On a chilly November day in 1939, the brand-new Cornfield Point lightship maneuvered into position off the mouth of the Connecticut River, three miles south of the Lynde Point Lighthouse in Old Saybrook, Conn. Dropping a mushroom anchor into the shallows of Long Sand Shoal, she took up her station. The bright-red, iron-hulled ship would remain there — shining her light, sounding her foghorn — for the next 32 years, a welcome symbol of safe haven to recreational and commercial skippers alike.

Built in 1938 at Rice Brothers, in East Boothbay, Maine, at a cost of $224,000, the 115-foot Cornfield Point lightship — designated LV118 — was the last of a series of vessels manning the Long Island Sound station since 1892. A lightship remained anchored for long periods of time and the crews endured all manner of seas, contrary weather and sometimes-numbing isolation.
Most of the Cornfield crew’s efforts were devoted to keeping the 15,000-candlepower electric beacon and its 10-kW diesel-driven generator in operating condition. They also maintained the 400-hp, 8-cylinder Cooper-Bessemer diesel, which spun the vessel’s 7-foot prop, and the dual-diaphone foghorn and its diesel-driven compressor. There was a hand-operated fog bell, too, just in case.

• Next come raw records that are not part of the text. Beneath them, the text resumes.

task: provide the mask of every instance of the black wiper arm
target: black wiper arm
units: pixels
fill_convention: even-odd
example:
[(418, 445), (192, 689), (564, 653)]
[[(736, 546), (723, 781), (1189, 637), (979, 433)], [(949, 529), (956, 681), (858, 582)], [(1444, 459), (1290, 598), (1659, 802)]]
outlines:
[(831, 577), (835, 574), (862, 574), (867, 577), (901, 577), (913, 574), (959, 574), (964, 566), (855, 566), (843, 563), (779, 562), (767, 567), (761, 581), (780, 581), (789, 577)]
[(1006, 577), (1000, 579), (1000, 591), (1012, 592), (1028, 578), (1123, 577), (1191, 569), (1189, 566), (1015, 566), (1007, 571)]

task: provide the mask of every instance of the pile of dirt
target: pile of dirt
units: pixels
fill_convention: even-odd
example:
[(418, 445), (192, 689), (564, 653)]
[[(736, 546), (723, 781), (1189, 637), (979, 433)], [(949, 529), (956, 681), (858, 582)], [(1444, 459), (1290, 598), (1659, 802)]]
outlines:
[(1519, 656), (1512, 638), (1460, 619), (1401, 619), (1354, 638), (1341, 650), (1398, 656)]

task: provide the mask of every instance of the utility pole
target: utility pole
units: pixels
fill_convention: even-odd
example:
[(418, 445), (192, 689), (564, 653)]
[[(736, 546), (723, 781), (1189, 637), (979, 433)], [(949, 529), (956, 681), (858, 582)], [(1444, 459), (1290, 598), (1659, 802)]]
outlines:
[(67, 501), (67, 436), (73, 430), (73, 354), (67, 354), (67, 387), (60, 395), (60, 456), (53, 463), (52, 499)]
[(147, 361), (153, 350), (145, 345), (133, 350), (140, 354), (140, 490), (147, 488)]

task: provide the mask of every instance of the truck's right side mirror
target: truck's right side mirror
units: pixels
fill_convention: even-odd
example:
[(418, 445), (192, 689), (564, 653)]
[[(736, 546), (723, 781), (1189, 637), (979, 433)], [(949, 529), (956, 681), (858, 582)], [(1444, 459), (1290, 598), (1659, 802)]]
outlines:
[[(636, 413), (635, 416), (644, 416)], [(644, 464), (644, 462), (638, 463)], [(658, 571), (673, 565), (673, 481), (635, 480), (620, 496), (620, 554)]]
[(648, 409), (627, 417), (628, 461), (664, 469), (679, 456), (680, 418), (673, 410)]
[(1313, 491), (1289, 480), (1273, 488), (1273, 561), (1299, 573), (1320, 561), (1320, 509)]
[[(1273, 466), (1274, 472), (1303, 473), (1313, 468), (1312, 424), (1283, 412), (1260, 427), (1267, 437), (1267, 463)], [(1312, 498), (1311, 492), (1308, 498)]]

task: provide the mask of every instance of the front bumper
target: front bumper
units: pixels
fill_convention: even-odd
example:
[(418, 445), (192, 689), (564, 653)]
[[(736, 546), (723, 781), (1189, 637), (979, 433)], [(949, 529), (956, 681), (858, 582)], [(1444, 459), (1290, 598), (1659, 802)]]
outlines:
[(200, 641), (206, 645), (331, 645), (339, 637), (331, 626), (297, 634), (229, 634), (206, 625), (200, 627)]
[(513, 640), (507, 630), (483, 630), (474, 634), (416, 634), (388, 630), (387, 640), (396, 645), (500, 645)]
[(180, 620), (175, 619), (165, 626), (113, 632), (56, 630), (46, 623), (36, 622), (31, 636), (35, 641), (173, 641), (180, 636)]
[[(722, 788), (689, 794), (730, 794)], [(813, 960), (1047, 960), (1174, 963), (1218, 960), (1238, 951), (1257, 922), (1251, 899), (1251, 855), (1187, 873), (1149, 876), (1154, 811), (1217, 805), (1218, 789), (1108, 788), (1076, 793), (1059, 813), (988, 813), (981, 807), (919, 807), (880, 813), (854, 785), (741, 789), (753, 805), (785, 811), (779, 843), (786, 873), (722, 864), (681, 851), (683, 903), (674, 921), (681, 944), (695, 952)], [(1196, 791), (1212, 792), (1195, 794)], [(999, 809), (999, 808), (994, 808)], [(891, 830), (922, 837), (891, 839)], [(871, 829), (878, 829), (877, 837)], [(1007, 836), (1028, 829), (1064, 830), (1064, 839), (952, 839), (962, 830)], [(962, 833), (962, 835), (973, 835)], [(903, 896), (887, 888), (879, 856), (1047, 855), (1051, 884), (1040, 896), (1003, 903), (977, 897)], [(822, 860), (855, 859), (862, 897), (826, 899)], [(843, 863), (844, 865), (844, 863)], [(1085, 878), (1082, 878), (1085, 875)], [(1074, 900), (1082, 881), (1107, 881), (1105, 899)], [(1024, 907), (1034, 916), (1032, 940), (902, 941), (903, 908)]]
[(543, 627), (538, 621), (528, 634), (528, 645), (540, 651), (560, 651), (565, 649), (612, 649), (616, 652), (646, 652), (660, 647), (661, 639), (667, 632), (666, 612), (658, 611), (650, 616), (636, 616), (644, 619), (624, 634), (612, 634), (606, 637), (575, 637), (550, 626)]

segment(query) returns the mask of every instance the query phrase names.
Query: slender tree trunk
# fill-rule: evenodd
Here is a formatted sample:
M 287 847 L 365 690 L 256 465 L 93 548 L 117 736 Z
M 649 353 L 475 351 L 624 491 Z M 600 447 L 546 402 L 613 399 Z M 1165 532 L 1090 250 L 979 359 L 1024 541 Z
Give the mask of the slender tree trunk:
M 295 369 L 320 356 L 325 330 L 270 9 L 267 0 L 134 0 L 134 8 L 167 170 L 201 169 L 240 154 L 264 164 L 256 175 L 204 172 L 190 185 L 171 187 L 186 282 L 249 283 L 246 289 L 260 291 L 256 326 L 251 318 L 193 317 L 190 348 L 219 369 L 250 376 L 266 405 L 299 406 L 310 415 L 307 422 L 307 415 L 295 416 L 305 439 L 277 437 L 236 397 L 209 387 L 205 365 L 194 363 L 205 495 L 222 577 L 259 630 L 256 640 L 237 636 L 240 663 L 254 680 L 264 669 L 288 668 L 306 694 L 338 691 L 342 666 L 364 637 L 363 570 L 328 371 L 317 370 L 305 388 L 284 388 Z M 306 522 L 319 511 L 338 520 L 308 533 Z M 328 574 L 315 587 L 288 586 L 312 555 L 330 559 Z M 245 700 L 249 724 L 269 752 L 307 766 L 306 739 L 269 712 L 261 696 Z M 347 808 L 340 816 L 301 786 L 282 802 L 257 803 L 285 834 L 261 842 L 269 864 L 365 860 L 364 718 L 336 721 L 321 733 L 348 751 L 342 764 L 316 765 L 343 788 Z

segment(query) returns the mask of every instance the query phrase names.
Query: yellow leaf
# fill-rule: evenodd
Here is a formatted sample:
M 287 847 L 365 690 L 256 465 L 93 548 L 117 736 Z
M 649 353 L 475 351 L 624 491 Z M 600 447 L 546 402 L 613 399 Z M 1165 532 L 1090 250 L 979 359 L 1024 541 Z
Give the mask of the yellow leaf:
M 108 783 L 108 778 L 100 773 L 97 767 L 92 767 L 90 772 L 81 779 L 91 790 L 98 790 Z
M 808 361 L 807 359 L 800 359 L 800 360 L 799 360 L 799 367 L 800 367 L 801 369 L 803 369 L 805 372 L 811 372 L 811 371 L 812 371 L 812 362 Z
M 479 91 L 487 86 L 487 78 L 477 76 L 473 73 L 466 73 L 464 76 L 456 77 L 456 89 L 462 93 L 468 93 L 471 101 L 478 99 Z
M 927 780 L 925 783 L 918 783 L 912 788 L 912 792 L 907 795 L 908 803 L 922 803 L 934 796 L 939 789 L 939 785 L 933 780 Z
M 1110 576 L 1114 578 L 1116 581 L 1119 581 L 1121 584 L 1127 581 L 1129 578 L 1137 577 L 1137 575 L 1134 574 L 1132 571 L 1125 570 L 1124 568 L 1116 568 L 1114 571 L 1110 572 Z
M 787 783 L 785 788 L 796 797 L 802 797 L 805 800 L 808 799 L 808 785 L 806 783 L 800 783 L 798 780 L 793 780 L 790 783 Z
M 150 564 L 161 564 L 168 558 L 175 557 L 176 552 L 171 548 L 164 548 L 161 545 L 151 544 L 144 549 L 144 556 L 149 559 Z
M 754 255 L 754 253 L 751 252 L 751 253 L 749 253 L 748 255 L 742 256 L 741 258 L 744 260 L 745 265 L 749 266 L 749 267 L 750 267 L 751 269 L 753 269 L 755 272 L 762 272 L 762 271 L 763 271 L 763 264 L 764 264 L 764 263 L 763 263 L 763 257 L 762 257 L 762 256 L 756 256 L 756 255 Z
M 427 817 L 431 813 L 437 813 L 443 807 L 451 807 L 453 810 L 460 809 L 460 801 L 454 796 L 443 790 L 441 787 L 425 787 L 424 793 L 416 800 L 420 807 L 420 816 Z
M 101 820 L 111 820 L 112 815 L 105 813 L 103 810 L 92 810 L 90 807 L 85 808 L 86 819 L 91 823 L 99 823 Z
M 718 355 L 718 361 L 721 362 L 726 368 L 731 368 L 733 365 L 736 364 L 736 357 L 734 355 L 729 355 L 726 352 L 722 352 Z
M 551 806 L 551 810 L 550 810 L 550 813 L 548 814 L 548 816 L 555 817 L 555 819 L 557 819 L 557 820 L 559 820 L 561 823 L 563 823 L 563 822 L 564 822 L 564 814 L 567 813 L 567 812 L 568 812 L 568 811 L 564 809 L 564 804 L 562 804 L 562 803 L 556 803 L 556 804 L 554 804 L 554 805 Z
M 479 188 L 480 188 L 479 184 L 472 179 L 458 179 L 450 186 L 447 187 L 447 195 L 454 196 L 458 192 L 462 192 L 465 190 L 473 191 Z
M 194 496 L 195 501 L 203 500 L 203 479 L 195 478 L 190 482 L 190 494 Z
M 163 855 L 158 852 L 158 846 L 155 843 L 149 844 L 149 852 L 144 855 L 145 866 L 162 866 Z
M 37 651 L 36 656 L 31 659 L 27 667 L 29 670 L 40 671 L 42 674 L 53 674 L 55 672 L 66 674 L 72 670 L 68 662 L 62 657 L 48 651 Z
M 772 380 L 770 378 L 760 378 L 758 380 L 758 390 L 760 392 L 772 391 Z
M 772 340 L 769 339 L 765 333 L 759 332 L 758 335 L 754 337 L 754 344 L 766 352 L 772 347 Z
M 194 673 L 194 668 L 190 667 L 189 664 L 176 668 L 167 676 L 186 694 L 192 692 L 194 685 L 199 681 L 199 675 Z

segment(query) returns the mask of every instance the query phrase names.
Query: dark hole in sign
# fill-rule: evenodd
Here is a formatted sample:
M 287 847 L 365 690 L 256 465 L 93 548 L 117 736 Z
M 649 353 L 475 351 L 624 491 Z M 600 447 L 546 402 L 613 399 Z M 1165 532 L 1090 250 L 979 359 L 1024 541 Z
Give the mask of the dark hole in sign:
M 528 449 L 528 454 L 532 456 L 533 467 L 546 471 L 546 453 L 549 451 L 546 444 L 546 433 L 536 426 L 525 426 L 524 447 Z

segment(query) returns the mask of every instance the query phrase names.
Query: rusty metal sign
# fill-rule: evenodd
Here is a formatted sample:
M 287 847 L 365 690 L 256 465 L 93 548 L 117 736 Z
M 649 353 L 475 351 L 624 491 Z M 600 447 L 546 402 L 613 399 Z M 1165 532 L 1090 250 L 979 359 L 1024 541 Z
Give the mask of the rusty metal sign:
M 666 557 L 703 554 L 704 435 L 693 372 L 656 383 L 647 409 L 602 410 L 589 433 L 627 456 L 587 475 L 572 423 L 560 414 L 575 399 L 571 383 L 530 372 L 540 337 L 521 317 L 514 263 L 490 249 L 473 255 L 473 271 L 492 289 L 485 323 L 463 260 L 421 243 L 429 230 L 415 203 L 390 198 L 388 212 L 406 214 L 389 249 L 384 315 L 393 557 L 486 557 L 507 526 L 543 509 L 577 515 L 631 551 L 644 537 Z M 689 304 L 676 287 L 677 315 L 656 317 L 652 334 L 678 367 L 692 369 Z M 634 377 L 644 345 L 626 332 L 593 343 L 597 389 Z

On deck, they watched and noted the weather — and kept track of passing ships. Collision was a real fear. The Cornfield Point lightship LV51 was rammed and it sank in 1902. In April 1919, a relief lightship was rammed by a barge under tow, sinking in eight minutes, the crew saving only the ship’s log and fog signal book. In 1972, the Cornfield lightship was replaced by a lighted bell buoy.
Perhaps the most famous lightship collision involved the British ocean liner RMS Olympic and the Nantucket lightship LV112 in 1934. Seven of the 11 lightship sailors went down with the ship, and three later died from injuries sustained in the collision.